C’est pourquoi l’expérience de la dizaine de militants à l’origine d’Emergence peut inspirer des militants politiques qui souhaiteraient unifier ces combats pour l’amélioration du quotidien sous une bannière politique. En effet, le premier cercle des acteurs d’Emergence a su enclencher une dynamique, faible au vu du résultat électoral, mais qui lui a permis d’exister au niveau de la région Ile de France en moins de deux mois. Cela n’avait encore jamais été fait et semblait impossible pour une liste populaire autonome de toute force politique sur une région de plus de onze millions d’habitants. Voilà qui témoigne tout de même d’un puissant levier de mobilisation.

Les causes d’un rassemblement

Une des premières choses qui saute au yeux quand nous regardons leur affiche électorale c’est l’effet générationnel. Ils sont jeunes et à l’image des quartiers populaire de la région Ile-de-France c’est à dire métissés. Cet effet générationnel se construit sur un socle culturel dans lesquels, parmi d’autre, la culture Hip Hop a joué un rôle rassembleur. Cette culture urbaine commune a été un élément essentiel qui a permis la confiance entre des acteurs qui ne se connaissaient pas. Ce levier culturel n’a cependant pas permis d’aller mobiliser toutes les têtes d’affiches que souhaitait mobiliser la direction politique d’Emergence.
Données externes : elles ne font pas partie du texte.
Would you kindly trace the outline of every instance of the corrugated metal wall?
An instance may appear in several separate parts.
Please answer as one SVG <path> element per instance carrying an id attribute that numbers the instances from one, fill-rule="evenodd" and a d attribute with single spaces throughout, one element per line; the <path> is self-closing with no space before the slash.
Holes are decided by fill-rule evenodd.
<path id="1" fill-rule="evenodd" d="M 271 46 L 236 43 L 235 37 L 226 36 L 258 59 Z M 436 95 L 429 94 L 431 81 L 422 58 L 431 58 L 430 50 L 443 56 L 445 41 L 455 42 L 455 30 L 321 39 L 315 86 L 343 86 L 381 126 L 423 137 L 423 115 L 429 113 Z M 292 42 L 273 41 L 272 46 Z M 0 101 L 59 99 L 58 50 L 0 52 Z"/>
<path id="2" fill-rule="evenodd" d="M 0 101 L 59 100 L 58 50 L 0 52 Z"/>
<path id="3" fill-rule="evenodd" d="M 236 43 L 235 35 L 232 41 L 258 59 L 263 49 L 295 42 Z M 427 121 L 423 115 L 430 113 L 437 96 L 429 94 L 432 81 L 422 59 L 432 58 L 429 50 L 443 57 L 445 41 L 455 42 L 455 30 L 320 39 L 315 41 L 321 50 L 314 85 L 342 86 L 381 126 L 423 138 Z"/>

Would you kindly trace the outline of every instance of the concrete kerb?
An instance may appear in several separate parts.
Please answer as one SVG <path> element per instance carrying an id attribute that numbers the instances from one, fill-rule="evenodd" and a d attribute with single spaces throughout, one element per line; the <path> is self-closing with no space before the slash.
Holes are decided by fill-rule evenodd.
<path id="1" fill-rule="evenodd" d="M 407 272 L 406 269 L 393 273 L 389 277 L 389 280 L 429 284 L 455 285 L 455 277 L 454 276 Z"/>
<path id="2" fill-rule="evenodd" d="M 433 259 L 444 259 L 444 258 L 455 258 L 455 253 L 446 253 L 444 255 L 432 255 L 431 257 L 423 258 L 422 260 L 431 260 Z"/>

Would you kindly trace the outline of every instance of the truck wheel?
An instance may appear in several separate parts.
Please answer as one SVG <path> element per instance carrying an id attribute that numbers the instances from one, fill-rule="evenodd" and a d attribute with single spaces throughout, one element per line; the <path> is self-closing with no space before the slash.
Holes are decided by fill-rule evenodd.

A l’exception du rappeur Youssoupha, les rappeurs qui vendent des disques se sont montrés très discrets sur le soutien à la campagne même si de nombreux contacts et soutiens ont existé en « off ». Ce fut une découverte pour certains acteurs d’Emergence : ce socle commun culturel pouvait se fissurer sur des intérêts personnels qui recouvraient parfois des aspects de trahison de classe.

Cet effet générationnel qui a permis de mobiliser de nombreux jeunes tout au long des rencontres et des tâches militantes de la campagne a sans doute été aussi un frein à la percée électorale dans les quartiers populaires. Il ne suffit pas d’être jeune et dynamique pour récolter le suffrage des anciens.Cet effet générationnel a aussi joué aussi un rôle important dans leur relation avec les militants historiques organisés des quartiers populaires. Si il n’y a jamais eu d’opposition par exemple avec les acteurs du FSQP [4] et si des contacts respectueux et chaleureux ont existé avec certains de leur dirigeants comme Tarek Kawtari, très rapidement la démarche d’Emergence s’est coupée de celle du FSQP. Une méfiance à l’égard de certaines tactiques ou pratiques ont éloigné Emergence de ces acteurs historiques des quartiers populaires. Les nombreux épisodes des négociations pour obtenir des places sur les listes qui ont vu des acteurs historiques des quartiers populaires proposer « leurs services » au Front de Gauche, à Europe écologie ou au NPA, a finalement donné raison à ceux qui au sein d’Emergence pensaient qu’il fallait se lancer sans eux.

De l’identification à la conscience de classe

Tout au long de la pré-campagne et de la campagne Emergence a tenu des réunions publiques où des acteurs associatifs prenaient la parole sur leur quotidien. À chaque fois ces prises de paroles permettaient à chacun de comprendre qu’il partageait un socle commun avec les autres. Cela a été la grande force de cette campagne : elle a su créer du lien entre des acteurs souvent éloignés sur le territoire régional. La direction d’Emergence a su jouer sur une identification sociale qui a permis à tous ces acteurs de se fédérer. Cependant, elle n’a pas su ou voulu transformer cette identification de classe en conscience de classe. L’absence de formation politique traditionnelle ou le rejet parfois de celle-ci par de nombreux acteurs d’Emergence a contribué à maintenir le mouvement dans cette logique contradictoire. Fondé sur une base de classe sociale, il refuse d’exister pleinement comme une organisation de classe. Nadia Aidli et Almamy Kanouté nous expliqueront que pour eux, il était compliqué d’aller au-delà sur un laps de temps si court. En effet, pour eux et pour de nombreux acteurs de la liste cette grille de lecture de classe n’est pas forcement celle dans laquelle ils se reconnaissent – même si ils admettent que c’est ce qui les caractérise le mieux.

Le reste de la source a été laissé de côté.